His death was half expected (and could have been avoided, had he simply gone to the doctor) but we thought we had a few more months with him at least, before his life came to an end on April 5th. He fought for his life, and it wasn’t pretty. Delirious in bed, he swore he had six days left – and that’s exactly what he had. He died as he lived – as himself.

Losing a family member is one thing, but a friend – a very close friend – is something else entirely and the effect it’s had on me in the past month is devastating. As an historian I’m trying to maintain the distance I have when writing about Rosa Nouchette Carey or Edward ‘Moonlight’ Williams, but when it comes to writing about Paul, this is impossible. As someone who always had my back, who gave me a job, who I could freely discuss affairs of the heart with to be removed from such a crucial part of my being: suddenly, ‘you’ll be a blog post one day!’ is no longer funny. Grief very rarely infiltrates my relationship with the dead. It has in this case and I’m blindsided.

Today is his funeral at the Bluebell Cemetery in Halstead.

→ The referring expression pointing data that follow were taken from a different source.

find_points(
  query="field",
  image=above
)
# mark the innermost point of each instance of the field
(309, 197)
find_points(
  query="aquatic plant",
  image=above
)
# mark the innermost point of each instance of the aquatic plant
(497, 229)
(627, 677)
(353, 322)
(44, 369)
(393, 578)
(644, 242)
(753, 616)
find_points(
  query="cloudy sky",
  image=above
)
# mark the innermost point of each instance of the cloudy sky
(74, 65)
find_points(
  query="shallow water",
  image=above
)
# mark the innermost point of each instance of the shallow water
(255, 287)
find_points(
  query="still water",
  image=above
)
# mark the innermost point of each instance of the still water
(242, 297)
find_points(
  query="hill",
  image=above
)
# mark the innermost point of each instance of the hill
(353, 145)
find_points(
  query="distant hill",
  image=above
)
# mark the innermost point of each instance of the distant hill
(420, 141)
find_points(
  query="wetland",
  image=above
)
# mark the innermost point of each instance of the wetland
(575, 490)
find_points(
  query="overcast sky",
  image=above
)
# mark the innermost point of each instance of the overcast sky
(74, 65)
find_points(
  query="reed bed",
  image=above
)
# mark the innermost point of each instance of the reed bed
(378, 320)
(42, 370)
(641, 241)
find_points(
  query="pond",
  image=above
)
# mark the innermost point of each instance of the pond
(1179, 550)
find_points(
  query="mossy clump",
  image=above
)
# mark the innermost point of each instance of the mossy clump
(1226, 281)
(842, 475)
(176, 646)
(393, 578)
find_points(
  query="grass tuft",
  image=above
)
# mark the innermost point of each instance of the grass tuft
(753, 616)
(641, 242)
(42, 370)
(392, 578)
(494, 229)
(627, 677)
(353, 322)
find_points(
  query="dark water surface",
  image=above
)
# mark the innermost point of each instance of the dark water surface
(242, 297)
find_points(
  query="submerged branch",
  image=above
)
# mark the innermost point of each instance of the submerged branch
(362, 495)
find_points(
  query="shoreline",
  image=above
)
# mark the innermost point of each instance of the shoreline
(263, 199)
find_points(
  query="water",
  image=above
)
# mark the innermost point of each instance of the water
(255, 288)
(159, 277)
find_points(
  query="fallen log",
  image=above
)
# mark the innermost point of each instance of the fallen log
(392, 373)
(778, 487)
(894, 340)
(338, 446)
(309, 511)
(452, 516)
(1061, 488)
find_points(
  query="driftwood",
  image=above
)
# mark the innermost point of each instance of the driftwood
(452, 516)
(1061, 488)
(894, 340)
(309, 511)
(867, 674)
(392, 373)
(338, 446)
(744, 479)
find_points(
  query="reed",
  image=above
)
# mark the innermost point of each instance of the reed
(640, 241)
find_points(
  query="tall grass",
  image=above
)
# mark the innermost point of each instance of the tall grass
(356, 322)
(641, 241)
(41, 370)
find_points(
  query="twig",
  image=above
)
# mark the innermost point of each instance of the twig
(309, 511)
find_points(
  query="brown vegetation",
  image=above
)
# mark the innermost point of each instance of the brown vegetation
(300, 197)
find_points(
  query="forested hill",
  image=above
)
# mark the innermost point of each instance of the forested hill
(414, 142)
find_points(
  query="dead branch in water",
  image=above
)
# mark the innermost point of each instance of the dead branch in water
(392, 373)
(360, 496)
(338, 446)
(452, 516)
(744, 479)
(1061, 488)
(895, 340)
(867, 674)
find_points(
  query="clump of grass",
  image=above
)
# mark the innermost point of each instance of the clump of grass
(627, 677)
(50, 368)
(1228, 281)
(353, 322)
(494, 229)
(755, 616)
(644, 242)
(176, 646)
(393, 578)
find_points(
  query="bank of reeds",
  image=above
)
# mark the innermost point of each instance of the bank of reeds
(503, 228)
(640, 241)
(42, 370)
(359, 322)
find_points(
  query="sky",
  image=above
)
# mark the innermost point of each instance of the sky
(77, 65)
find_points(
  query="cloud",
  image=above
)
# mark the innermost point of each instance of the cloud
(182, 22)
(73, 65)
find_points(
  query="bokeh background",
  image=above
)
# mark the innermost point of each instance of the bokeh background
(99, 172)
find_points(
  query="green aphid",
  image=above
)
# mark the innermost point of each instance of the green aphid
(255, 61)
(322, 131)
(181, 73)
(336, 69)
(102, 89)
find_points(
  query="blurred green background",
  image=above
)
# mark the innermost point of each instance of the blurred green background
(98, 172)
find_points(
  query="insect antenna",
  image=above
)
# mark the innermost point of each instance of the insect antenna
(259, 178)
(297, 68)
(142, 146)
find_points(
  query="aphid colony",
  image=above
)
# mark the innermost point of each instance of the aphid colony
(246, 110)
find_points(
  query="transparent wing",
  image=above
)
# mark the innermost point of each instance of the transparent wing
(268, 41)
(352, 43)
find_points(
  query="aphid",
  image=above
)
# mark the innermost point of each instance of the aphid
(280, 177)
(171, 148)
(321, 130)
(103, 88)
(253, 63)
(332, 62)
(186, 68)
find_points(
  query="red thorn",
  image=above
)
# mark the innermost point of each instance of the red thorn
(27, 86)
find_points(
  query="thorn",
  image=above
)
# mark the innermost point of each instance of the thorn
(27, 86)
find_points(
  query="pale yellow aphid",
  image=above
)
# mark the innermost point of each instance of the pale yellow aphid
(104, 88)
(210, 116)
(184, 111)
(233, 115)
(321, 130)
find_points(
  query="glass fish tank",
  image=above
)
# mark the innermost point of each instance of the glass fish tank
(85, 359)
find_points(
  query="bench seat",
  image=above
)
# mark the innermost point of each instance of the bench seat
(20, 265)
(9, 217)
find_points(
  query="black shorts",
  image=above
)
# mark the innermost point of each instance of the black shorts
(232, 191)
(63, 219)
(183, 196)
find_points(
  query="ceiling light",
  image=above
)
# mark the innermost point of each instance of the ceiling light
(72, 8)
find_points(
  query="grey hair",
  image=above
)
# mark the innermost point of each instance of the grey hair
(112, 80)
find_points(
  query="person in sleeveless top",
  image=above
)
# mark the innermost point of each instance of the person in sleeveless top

Such a person. Such a mind. Now with the ages.

Paul Vesty

1963 – 2021

My thanks to Ian Bent and Rob Davis in the writing of this blog.

6 responses to “Vesty”

  1. Thanks Sheldon. Lovely tribute from the heart. He touched so many with his humour since a young age! Keep on keeping on as Paul would have probably suggested. Much love.

  2. Lovely words. I have only just found this moving tribute to my friend, the larger than life man, who was Paul Vesty. For a long while we shared a life in wine retail and latterly, bizarrely, we shared our new live’s in music retail!! My happiest days. RIP Paul.

  3. I dreamt about him last night – and I fell out of bed twice! I did – dream about Paul. I haven’t in years, and he was his usual affable, lovable, egotistical twat of a young man! And in my dream I walked away in a huff on realising although he hadn’t appeared in a dream for 20 odd years or so he was just the same anarchic, happy chappy, still as self determined as ever and I was happier on my own path! It was curious for him to feature in my exotic nocturnal landscape popping up out of nowhere….too many episodes of The Sandman last night maybe! So on waking early today I thought ‘Now what’s he there for?’ And decided to look him up on the iPad…and I found this eloquent blog, and that he is no longer alive, but gone – on. It’s unsettling to discover such things when a person has just been holding your hand and the conversation rattling along. I hope his mates give him a glorious headstone that sets down in stone the love of the man, in schist, marble and mica, sparkling in the dappled light to be read and admired, as a man who left his mark on all those hearts he touched. Rip Paul.